The last piece of this puzzle was an early Node.js contributor, who'd been working in the SSJS space for a while, and decided to write a package manager. He'd seen the importance of package management as a development tool before, and had spent quite a bit of time thinking about how reducing friction makes great things happen.

Impacts

A simple module system and package methodology became ubiquitous. Suddenly JavaScript was easy to share and compose. Instead of JavaScript platforms having to include the kitchen sink, they could be lightweight toolkits with loose coupling between parts.

This reduction in friction enabled what came to be known as the "small modules" movement. A number of prolific Open Source enthusiasts began to conceive of a single file as the default unit of code sharing, instead of a branded platform backed by a foundation.

Meanwhile, back at ACME Corp...

With all this distributed sharing, instead of relying on 2 or 3 well-known OSS platforms with clear governance, web applications came to rely on an interconnected mesh of thousands of tiny modules, created by an unaffiliated horde of hundreds individual contributors.

At ACME Corp, the process has started to creak. Well, not "creak", exactly. More like "break". It's broken.

The compliance team insists on only using modules that pass review. Developers who do write hand-rolled scripts to catalog all of their dependencies for the requisition forms are laughed at.

"2305 modules? You've gotta be kidding me. Use less, or come back next year."

The best devs have moved on to companies with less stringent rules. New developers coming out of school don't even know how to create websites without npm and React and Babel and a zillion of these things.

Today, the battle lines are drawn within ACME Corp, forcing developers to rely on subterfuge. The cost of a security vulnerability or getting sued for violating a license can be in the millions. But failing to ship a website is an existential threat.

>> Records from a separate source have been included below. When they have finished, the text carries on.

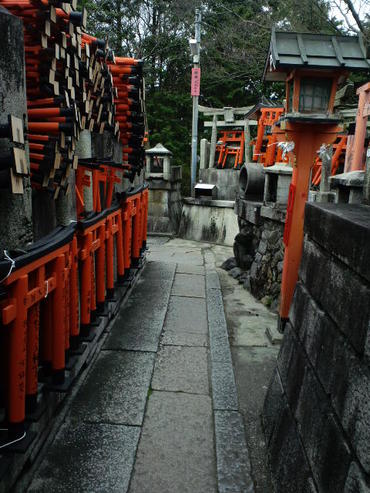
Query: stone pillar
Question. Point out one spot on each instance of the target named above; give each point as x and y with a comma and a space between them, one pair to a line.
84, 151
204, 154
212, 151
366, 190
65, 206
15, 209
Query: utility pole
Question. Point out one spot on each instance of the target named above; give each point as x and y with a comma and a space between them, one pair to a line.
195, 91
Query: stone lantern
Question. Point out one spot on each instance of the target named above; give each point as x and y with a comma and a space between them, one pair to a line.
312, 66
158, 162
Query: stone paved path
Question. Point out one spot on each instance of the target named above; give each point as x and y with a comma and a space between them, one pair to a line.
158, 411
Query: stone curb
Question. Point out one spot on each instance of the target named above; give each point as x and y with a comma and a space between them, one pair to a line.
233, 463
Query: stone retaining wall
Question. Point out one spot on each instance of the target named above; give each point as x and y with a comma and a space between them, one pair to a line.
259, 249
317, 411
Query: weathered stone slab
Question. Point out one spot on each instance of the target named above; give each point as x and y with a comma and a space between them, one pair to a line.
88, 458
176, 449
140, 321
344, 230
190, 269
212, 280
188, 285
233, 466
325, 277
116, 389
223, 387
186, 322
181, 369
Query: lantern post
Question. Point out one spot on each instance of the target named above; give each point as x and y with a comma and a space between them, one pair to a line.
312, 66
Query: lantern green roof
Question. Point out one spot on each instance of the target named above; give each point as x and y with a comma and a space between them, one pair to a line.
158, 150
289, 50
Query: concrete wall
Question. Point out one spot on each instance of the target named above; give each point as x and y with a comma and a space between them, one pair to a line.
15, 210
165, 203
259, 249
317, 412
211, 221
226, 180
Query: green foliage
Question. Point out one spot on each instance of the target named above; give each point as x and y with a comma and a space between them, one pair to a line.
235, 40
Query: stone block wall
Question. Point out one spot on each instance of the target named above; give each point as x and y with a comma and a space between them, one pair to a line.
165, 203
317, 410
259, 249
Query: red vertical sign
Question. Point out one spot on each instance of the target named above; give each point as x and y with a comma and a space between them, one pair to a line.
195, 81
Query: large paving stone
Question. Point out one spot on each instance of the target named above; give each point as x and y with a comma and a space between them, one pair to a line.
176, 449
88, 458
188, 285
181, 369
140, 321
190, 269
253, 369
177, 255
116, 389
223, 386
186, 322
233, 466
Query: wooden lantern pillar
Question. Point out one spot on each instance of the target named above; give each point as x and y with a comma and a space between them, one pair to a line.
312, 66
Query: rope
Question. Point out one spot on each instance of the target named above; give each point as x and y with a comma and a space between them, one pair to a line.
12, 265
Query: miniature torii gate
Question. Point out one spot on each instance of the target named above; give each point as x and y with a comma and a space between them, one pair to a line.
309, 121
232, 117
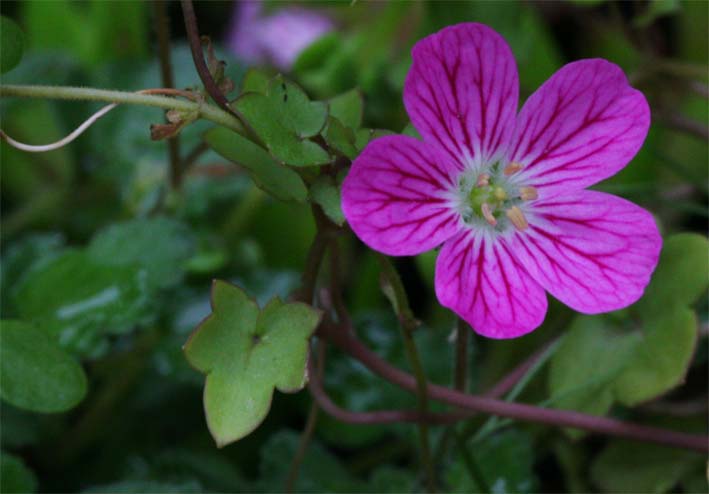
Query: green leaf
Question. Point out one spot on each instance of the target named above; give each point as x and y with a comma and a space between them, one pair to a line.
680, 277
505, 461
327, 194
285, 118
590, 356
15, 477
340, 138
11, 44
625, 466
598, 364
37, 375
274, 178
159, 245
79, 300
246, 353
347, 108
660, 361
320, 471
255, 81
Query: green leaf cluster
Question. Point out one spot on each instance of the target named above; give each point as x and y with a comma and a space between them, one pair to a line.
82, 295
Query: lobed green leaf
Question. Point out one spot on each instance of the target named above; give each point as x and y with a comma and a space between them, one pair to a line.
37, 375
274, 178
246, 354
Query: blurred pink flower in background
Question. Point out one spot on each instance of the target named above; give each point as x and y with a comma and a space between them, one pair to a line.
275, 39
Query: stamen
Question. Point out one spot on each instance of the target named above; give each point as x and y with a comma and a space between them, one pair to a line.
487, 214
528, 193
517, 218
513, 167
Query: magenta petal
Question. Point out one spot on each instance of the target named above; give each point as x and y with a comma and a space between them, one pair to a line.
395, 196
583, 125
480, 281
593, 251
462, 91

When compliance complains that the new continuous delivery system is circumventing their OSS rules, the CTO says "I know, I'm on it", and then quietly ignores it.

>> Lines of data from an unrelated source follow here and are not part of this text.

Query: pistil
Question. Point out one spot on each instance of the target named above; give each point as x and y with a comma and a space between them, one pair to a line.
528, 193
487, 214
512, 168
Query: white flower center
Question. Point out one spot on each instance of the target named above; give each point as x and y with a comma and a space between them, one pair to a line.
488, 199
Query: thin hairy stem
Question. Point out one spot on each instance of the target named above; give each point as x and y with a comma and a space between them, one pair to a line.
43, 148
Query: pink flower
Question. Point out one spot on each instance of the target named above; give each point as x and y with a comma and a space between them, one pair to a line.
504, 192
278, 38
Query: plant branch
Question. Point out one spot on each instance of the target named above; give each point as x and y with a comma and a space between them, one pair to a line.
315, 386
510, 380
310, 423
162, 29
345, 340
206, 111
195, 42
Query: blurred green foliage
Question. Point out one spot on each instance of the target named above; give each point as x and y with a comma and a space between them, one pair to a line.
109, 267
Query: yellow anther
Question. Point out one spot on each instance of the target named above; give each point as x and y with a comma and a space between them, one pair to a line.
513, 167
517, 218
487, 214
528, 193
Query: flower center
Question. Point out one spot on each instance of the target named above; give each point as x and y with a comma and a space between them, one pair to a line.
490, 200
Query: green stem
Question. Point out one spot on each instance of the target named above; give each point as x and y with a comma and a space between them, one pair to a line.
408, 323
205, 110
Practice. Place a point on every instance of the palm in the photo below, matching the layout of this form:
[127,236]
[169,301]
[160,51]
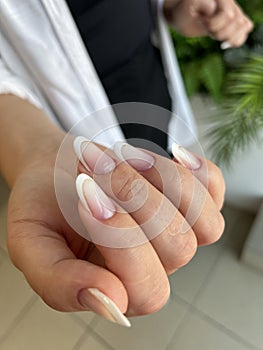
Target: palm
[33,203]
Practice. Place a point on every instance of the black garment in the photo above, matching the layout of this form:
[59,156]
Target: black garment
[117,36]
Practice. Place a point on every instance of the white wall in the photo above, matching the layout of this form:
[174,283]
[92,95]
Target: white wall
[244,180]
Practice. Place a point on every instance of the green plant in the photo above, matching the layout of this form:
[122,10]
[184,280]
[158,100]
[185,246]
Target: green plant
[239,119]
[233,78]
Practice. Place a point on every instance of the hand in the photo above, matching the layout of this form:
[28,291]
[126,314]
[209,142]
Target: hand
[73,274]
[222,19]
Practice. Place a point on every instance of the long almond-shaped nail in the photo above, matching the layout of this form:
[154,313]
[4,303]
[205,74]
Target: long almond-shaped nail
[95,300]
[135,157]
[185,158]
[92,157]
[93,198]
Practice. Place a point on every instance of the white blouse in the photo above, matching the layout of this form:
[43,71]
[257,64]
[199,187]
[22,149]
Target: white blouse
[43,59]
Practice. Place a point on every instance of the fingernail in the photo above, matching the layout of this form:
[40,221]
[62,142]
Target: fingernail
[102,305]
[138,159]
[93,198]
[225,45]
[92,157]
[185,158]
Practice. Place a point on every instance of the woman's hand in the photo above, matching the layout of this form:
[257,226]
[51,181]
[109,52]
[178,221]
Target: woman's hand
[145,220]
[222,19]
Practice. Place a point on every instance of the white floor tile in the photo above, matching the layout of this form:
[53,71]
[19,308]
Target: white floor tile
[234,297]
[198,334]
[93,344]
[42,329]
[147,333]
[187,281]
[86,316]
[15,293]
[238,224]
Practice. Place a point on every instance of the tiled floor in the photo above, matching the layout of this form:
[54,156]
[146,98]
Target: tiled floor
[216,304]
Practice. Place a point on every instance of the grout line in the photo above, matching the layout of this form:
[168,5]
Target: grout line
[189,306]
[18,318]
[222,328]
[78,320]
[101,340]
[81,339]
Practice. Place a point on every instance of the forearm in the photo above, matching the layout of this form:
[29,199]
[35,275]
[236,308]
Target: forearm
[26,136]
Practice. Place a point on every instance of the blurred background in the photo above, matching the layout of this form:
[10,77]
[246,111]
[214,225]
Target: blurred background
[217,299]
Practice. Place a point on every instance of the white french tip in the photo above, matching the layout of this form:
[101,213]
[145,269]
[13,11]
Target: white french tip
[117,148]
[79,186]
[185,158]
[77,144]
[111,307]
[225,45]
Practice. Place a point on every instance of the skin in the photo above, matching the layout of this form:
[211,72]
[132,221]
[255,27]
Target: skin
[57,262]
[224,20]
[54,258]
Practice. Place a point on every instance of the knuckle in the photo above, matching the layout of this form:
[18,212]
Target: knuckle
[127,185]
[229,14]
[185,255]
[216,178]
[213,229]
[160,295]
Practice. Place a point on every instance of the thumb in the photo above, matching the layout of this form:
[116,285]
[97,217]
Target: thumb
[204,8]
[62,281]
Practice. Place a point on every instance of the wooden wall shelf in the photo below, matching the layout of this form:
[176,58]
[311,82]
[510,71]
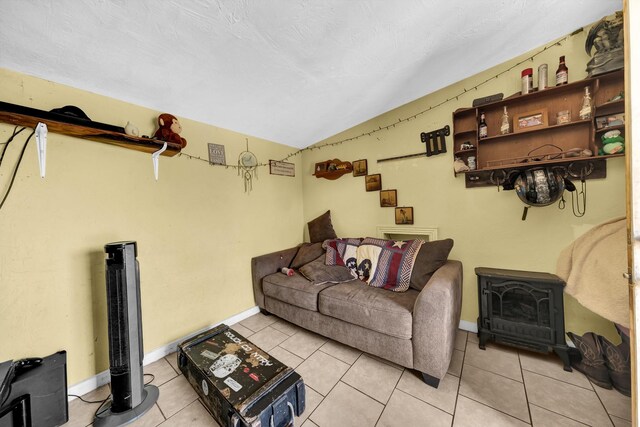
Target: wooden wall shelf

And they all lived happily ever after...?

I wish that this was pure fiction.

The approach to compliance in almost every industry has not kept up with the advances in Open Source Software practices. This is a pressing crisis facing some of the biggest software development teams in the world right now.

I believe this problem is solvable, but it is not adequately solved yet.

Most solutions ask an organization to choose between safety and efficiency; but inefficiency is never safe. The only valid approach is to reduce friction for development teams, while also helping compliance teams to do their job. This is the the only way to bring peace to the enterprise.